By Leslie A. Cook, vegetatingwithleslie.org
A brain is an interesting thing. I was just thinking about brains the other day. My thought process began this way:
I took a walk with my husband. Along the way, we saw a dead rabbit in an area where we had seen a feral cat the evening before. His reaction reminded me of times we had watched nature movies together. If one animal hunted another to kill it, he turned off the TV. Of course, I don’t like to see animals killed or hurt, but I wondered about his reaction. I said, “It’s natural. It’s just the way life works. It’s designed that way.” He said, “It’s a stupid design.”
That generated something of a paradigm shift for me. It’s the way nature works: it’s always been that way. I never questioned it. Whether or not there is divine intention behind it, sustaining life requires taking life, at least in this universe, even if it’s “just a plant.”
So my next thought was, what went through the mind of the first person who ate an animal? I mean, it had to start somewhere, right? How did a human being see a living creature and think, “Yum, that would be good to eat?”
Which brings me to brains. I did a little research about my questions. While I never got an answer to them, who first ate meat, and what went through their minds, I did read that the fact that human beings ate meat had a great deal to do with their larger brains.
One thing I know for sure: what was going through the first meat-eater’s mind wasn’t, oh, this will give me a bigger brain. The fact that someone back there ate meat had nothing to do with intelligence originating from their brains.
Yet we value our brains, right?

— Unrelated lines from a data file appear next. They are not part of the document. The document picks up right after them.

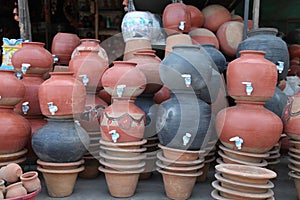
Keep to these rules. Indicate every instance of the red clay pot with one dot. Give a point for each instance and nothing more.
(33, 53)
(88, 68)
(122, 121)
(32, 83)
(124, 80)
(252, 70)
(14, 130)
(259, 128)
(65, 92)
(215, 15)
(63, 45)
(12, 90)
(176, 18)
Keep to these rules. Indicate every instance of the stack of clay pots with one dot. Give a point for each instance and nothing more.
(32, 73)
(16, 184)
(62, 97)
(235, 181)
(122, 126)
(88, 63)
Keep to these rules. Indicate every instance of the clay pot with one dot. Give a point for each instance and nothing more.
(65, 186)
(252, 86)
(197, 18)
(176, 18)
(215, 15)
(137, 25)
(122, 121)
(230, 34)
(30, 105)
(117, 80)
(34, 54)
(121, 184)
(176, 39)
(90, 43)
(246, 174)
(90, 117)
(149, 65)
(255, 121)
(68, 138)
(69, 100)
(291, 117)
(88, 68)
(183, 65)
(31, 181)
(63, 45)
(204, 36)
(14, 132)
(265, 39)
(15, 190)
(174, 127)
(12, 90)
(179, 185)
(11, 172)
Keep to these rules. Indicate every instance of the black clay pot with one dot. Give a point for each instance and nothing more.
(187, 66)
(183, 121)
(217, 57)
(145, 103)
(265, 39)
(60, 140)
(277, 103)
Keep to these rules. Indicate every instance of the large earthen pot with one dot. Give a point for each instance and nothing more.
(248, 127)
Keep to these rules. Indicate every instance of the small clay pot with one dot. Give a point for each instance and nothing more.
(15, 190)
(11, 172)
(31, 181)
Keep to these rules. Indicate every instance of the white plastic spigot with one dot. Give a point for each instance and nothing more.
(85, 80)
(249, 88)
(114, 135)
(187, 79)
(52, 108)
(25, 67)
(186, 138)
(280, 66)
(25, 107)
(238, 141)
(120, 90)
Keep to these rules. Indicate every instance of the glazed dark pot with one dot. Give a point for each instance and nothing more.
(183, 121)
(60, 140)
(182, 69)
(265, 39)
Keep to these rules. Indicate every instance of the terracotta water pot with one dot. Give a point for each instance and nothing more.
(63, 45)
(204, 36)
(176, 18)
(30, 105)
(117, 80)
(88, 68)
(121, 184)
(149, 65)
(251, 86)
(122, 121)
(30, 181)
(33, 54)
(64, 102)
(179, 185)
(65, 186)
(255, 121)
(12, 90)
(14, 132)
(15, 190)
(69, 141)
(215, 15)
(90, 43)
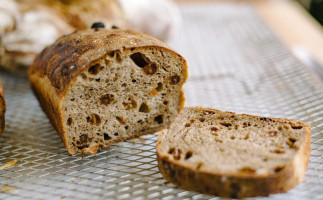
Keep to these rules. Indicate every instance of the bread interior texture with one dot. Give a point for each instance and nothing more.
(215, 141)
(121, 96)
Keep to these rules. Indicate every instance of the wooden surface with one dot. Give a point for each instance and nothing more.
(290, 21)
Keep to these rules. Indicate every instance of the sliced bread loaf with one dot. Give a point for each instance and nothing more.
(99, 86)
(233, 155)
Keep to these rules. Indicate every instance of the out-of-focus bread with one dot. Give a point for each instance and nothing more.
(28, 26)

If there is one thing we believe explains our great success in terms of survival and even dominance over creation, it is our brains. Our brains place us above the rest of creation, “only a little lower than the angels and crowned . . . with glory and honor.” (Psalm 8:5) We are the masters of creation because of our brains. Or are we?

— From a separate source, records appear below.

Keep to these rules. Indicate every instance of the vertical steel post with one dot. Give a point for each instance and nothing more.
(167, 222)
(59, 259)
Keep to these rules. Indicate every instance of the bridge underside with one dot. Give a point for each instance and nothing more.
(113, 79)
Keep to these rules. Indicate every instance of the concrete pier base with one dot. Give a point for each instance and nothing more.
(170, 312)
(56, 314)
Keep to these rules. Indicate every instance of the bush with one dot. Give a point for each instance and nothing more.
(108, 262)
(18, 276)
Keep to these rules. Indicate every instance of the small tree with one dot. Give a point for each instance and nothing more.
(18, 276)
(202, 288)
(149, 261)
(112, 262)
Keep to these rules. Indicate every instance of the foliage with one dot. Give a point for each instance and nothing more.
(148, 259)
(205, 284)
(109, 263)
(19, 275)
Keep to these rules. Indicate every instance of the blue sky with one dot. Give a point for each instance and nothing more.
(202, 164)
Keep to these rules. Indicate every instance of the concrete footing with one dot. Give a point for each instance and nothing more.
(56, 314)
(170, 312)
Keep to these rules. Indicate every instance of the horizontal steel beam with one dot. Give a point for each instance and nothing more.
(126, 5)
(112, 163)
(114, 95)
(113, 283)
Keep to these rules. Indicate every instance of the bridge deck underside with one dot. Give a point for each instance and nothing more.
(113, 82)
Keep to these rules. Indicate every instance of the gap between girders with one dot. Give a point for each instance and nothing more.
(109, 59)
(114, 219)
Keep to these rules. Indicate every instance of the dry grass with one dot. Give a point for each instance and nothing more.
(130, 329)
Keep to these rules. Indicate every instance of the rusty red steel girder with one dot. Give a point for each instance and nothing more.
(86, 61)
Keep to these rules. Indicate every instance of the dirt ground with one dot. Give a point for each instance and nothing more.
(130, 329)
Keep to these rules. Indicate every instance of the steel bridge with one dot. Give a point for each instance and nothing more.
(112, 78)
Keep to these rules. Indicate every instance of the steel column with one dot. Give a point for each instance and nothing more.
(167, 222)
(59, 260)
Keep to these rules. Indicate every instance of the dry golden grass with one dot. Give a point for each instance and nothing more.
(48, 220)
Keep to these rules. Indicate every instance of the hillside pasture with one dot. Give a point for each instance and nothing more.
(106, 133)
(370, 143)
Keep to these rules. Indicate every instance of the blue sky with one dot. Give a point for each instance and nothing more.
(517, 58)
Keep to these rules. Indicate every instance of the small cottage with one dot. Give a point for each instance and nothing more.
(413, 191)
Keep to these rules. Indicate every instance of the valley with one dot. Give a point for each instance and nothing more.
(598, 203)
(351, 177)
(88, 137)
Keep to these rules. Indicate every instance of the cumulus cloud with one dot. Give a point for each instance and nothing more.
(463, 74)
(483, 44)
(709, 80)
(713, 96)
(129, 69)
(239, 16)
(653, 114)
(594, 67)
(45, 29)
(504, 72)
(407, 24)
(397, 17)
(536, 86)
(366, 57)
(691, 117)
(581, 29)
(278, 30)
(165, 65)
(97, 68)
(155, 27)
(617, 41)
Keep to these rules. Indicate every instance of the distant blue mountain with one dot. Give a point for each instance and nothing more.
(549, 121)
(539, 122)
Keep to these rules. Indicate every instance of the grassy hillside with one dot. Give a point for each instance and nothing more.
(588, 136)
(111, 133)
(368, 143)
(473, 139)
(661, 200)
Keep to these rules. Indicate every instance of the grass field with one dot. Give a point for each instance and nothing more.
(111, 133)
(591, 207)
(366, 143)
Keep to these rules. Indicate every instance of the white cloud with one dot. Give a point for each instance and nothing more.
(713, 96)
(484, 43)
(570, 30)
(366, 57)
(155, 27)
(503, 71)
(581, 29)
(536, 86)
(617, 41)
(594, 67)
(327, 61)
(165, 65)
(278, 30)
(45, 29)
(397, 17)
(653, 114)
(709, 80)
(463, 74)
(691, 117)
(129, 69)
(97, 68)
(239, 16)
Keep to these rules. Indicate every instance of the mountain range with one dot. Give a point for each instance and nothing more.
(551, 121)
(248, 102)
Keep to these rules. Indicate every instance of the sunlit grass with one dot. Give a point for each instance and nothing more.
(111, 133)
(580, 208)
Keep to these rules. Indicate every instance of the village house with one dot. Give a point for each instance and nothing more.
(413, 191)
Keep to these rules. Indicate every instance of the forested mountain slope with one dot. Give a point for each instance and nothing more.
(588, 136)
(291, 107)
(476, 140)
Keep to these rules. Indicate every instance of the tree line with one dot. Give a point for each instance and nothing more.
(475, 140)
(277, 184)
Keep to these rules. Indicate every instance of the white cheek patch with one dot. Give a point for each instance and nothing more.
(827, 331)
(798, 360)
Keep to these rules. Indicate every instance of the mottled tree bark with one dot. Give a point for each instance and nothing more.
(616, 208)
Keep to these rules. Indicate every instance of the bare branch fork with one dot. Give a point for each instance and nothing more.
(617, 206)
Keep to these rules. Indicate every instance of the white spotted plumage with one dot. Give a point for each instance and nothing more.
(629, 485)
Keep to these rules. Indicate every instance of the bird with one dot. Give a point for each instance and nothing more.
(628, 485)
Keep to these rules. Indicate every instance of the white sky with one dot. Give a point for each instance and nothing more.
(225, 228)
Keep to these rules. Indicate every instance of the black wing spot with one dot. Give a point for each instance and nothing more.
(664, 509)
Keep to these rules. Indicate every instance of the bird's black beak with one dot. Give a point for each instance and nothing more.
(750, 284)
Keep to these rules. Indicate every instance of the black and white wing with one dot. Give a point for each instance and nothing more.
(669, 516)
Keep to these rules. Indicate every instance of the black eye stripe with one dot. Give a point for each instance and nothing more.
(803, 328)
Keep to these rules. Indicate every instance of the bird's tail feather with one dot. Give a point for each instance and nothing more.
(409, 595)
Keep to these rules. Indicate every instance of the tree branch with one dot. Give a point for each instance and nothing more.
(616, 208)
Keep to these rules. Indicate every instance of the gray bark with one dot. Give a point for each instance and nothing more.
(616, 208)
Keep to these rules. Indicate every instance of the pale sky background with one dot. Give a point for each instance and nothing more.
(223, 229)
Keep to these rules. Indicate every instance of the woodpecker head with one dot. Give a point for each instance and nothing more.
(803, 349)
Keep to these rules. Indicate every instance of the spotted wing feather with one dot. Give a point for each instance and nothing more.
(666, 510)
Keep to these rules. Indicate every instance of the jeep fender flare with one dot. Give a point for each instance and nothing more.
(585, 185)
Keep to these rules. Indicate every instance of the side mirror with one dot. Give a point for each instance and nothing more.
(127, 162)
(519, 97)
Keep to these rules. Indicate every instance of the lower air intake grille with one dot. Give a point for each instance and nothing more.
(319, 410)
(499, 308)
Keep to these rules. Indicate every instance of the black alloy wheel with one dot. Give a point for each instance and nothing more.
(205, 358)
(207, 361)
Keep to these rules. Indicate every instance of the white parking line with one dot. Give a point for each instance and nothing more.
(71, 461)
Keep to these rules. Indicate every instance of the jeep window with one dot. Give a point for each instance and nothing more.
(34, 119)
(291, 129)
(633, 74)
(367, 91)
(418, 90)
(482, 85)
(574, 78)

Does it really make a difference that our physical brains are larger than other creatures? Or even that we have a brain at all? Does the presence of a brain make us more intelligent than other life forms with which we share our world? Are only human beings with big brains capable of intelligent reactions to their surroundings?

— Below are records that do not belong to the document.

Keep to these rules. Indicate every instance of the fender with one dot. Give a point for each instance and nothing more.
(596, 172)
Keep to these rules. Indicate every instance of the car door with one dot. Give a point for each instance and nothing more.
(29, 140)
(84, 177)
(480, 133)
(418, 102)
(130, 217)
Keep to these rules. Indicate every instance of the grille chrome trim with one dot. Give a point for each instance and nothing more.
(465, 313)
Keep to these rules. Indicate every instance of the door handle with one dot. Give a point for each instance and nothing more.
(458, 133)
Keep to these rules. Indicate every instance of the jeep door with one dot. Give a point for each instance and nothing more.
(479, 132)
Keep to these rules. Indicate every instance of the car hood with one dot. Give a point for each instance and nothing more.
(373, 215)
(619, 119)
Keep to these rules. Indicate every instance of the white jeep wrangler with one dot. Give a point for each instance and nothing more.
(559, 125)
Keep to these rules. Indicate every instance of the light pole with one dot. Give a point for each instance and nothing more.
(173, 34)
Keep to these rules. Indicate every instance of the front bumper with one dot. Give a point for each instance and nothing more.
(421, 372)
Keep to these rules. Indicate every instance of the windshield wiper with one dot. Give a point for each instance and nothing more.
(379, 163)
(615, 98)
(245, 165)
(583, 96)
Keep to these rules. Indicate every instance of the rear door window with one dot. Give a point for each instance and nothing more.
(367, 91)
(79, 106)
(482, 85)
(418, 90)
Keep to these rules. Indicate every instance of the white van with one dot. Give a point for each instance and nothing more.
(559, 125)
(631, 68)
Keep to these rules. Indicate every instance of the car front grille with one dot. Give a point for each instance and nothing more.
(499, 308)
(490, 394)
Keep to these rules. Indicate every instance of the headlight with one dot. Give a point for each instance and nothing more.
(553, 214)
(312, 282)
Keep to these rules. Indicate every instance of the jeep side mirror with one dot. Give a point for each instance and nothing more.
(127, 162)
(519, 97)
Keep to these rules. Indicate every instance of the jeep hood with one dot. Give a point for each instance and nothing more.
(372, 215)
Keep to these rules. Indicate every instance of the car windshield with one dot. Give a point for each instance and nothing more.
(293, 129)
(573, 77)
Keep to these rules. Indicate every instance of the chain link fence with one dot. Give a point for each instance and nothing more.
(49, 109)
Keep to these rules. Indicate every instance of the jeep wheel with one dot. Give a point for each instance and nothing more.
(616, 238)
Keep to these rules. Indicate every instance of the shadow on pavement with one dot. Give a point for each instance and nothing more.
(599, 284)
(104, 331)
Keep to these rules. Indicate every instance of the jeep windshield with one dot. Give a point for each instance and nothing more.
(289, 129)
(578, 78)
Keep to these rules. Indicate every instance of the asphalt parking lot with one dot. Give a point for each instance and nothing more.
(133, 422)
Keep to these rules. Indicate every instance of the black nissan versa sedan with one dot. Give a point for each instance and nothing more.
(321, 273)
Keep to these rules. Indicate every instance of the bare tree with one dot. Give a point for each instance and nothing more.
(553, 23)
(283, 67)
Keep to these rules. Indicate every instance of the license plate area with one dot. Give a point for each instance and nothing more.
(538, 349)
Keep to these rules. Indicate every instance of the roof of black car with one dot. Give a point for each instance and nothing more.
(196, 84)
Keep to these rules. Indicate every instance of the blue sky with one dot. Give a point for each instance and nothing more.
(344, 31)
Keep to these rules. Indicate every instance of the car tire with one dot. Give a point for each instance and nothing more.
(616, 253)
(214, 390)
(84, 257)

Some science suggests not. In “The Intelligent Plant,” an article inThe New Yorker (Dec. 23, 2013), Michael Pollan presents findings that plants exhibit reactions to their environment like alarm and demonstrate intelligence related to their own survival. Plants engage in group behaviors aimed at protecting the community. They recognize “kinship” bonds. They adapt to their environment and manipulate it.
The new (and tendentious) field of plant neurobiology presents us with the idea that “it is only human arrogance, and the fact that the lives of plants unfold in what amounts to a much slower dimension of time, that keep us from appreciating their intelligence and consequent success. Plants dominate every terrestrial environment, composing ninety-nine per cent of the biomass on earth. By comparison, humans and all the other animals are, in the words of one plant neurobiologist, ‘just traces.'”
Pollan adds, “Indeed, many of the most impressive capabilities of plants can be traced to their unique existential predicament as beings rooted to the ground and therefore unable to pick up and move when they need something or when conditions turn unfavorable.” Organs that cannot be regenerated, including brains, are not an asset for plants.
The article was fascinating, but even more fascinating than the article was the reaction of some scientists to the findings of their colleagues. A lack of willingness to contemplate the possibility of intelligence among plants hardly communicates the intensity of the reaction among some.
Admittedly, the thought that animals possess intelligence and react to their environment, experience pain, fear and love and react to immanent death, is a paradigm shift still in progress. It is not as unthinkable, apparently, as the idea that plants might have intelligence and reactions to their environment. And these ideas do present some problems, not the least of these, what can we eat?
If we contemplate for a moment that brain size, or even the presence of a brain, does not make us superior beings, where do we get the authority to kill and eat anything? Finally we come face to face with the central moral paradox of our existence here on earth, that it requires taking life to sustain life.
As we journey through our lives, we both eat and nourish, destroy and enrich. Our gift and our burden as human beings is that we can make conscious decisions about the balance of eating and nourishing, taking and giving.
At the very least, plant neurobiology may induce us to pause and reflect on the source of each and every bite of food and the wonder of creation. Perhaps it will serve as the ultimate test for human beings to learn to respect and honor “otherness,” something for which we have limited skill, even among our own kind.